When I went to study abroad in France, I’d already been reading romance novels for years. So one of the first things I did, having roughly acquired a second language, was to seek out all the French romance novels I could find. I mean, everyone loves a happy ending, right? And even coming from a culture that celebrates its own romantic pragmatism and derides the prudery of English-speaking countries, everyone wants to be happy, I thought. Where better to find certain happiness than in a romance novel?

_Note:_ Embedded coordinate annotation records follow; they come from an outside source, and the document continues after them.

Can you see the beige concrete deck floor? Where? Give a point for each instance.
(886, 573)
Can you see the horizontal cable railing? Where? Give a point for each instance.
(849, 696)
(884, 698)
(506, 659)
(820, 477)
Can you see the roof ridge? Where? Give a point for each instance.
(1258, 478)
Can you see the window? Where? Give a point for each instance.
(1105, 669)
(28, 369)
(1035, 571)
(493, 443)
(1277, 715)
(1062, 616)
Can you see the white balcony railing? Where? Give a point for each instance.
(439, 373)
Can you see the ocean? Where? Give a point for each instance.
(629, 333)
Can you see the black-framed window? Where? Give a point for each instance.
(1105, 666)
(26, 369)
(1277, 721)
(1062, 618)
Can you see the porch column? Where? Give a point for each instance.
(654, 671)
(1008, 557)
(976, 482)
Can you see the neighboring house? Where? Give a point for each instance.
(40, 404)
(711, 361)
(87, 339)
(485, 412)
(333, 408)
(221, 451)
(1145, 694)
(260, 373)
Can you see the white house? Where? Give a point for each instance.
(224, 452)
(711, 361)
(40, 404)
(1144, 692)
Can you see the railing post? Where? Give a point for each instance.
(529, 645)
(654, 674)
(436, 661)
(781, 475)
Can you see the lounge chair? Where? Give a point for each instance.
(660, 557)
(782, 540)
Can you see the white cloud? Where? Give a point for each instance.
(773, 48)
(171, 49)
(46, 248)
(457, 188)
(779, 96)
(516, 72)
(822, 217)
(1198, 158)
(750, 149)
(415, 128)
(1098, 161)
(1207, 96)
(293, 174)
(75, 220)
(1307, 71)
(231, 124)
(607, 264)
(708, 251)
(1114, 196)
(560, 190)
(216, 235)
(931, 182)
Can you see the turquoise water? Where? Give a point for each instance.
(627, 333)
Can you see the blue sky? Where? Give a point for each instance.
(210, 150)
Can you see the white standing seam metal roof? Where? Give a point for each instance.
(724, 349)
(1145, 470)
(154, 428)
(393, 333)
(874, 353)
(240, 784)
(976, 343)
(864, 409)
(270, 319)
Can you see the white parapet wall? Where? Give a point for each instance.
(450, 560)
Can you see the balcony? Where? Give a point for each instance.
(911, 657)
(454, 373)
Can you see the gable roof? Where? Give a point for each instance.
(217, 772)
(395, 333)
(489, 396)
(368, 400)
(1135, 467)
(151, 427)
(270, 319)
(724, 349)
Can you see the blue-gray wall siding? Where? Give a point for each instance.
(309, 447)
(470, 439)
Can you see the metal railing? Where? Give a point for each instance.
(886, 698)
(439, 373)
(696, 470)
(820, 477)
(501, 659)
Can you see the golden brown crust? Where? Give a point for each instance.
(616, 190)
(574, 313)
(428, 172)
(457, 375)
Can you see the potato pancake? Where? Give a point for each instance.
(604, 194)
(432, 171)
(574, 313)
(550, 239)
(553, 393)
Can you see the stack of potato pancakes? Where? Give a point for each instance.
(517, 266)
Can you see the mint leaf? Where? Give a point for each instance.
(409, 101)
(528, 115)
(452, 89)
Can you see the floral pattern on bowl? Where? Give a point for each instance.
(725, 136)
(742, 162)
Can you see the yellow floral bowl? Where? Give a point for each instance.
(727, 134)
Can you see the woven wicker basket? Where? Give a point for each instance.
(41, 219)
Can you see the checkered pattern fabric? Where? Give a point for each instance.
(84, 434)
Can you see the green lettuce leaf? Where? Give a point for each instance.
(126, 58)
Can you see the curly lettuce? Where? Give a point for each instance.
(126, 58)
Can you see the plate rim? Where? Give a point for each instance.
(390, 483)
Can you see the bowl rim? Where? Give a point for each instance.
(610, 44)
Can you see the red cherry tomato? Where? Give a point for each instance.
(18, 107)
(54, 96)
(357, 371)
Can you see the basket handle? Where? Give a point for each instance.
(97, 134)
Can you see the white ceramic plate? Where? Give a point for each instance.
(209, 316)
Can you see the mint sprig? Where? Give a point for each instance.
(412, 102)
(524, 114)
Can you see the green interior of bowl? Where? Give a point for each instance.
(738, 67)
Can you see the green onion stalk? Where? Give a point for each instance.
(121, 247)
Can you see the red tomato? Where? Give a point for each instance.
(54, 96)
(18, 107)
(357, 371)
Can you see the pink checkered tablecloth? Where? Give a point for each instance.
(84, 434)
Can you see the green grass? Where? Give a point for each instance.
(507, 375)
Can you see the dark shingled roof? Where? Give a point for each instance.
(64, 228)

Of course, I discovered very quickly that I was dead wrong. As I discovered then and continue to realize, the romance novel genre exists almost entirely in the province of Anglophonia, and there seem to be very few (if any) non-English romance novelists who publish in their own language. I did find Marc Levy, whose If Only It Were True (aka the movie Just Like Heaven) is about as romance novel-y as you can get without being labelled a romance novel. Seven Days for an Eternity, in particular, features Lucifer and God battling it out through their representatives on earth, Lucas the handsome devil and Zofia the virgin angel respectively. What with their names, the happy ending, and the fact that Zofia works for the CIA (Centre of Intelligence for Angels, duh), they could have come straight out of a romance novel. But this is fiction. This is not a romance novel.
Of course, this (mis)labelling is ubiquitous, and we’ve done to death the perfidious hypocrisy of the publishers who simultaneously disparage and profit from its most lucrative consumer base. So I won’t add to that. What I am interested in is the seeming lack of foreign language romance novels. If romance novels are viewed with suspicion and contempt in the Anglophone world, they appear somewhat alien to other cultures. They certainly read our romance novels, which are translated into dozens of other languages, but do they write their own?
I have no idea. If they don’t, maybe it’s the idea of love and marriage: I could see how in cultures where arranged marriages still happen for reasons other than love, or where people do not have the freedom (self-imposed or otherwise) to choose for themselves, a romance novel might be more subversive than simply irrelevant. Or maybe some find this idea of romance too linear, too unsophisticated, too simple. Maybe all of the above; maybe none.
One country I could see producing romance novels as we define it, if they aren’t already, is India. Based on some of their Bollywood films, it is clear they like happy endings. They like romance and a good, satisfying marriage that pleases not only the parents and the bank account, but also the participants. They like the idea of people falling in love, and having these people live happily ever after – together. So at least the idea of the happily-ever-after as we know it, if not expressed as a romance novel, is not exclusive to the English world.
Do you know of any foreign romance novels? How do you think other countries and cultures think of English romance novels?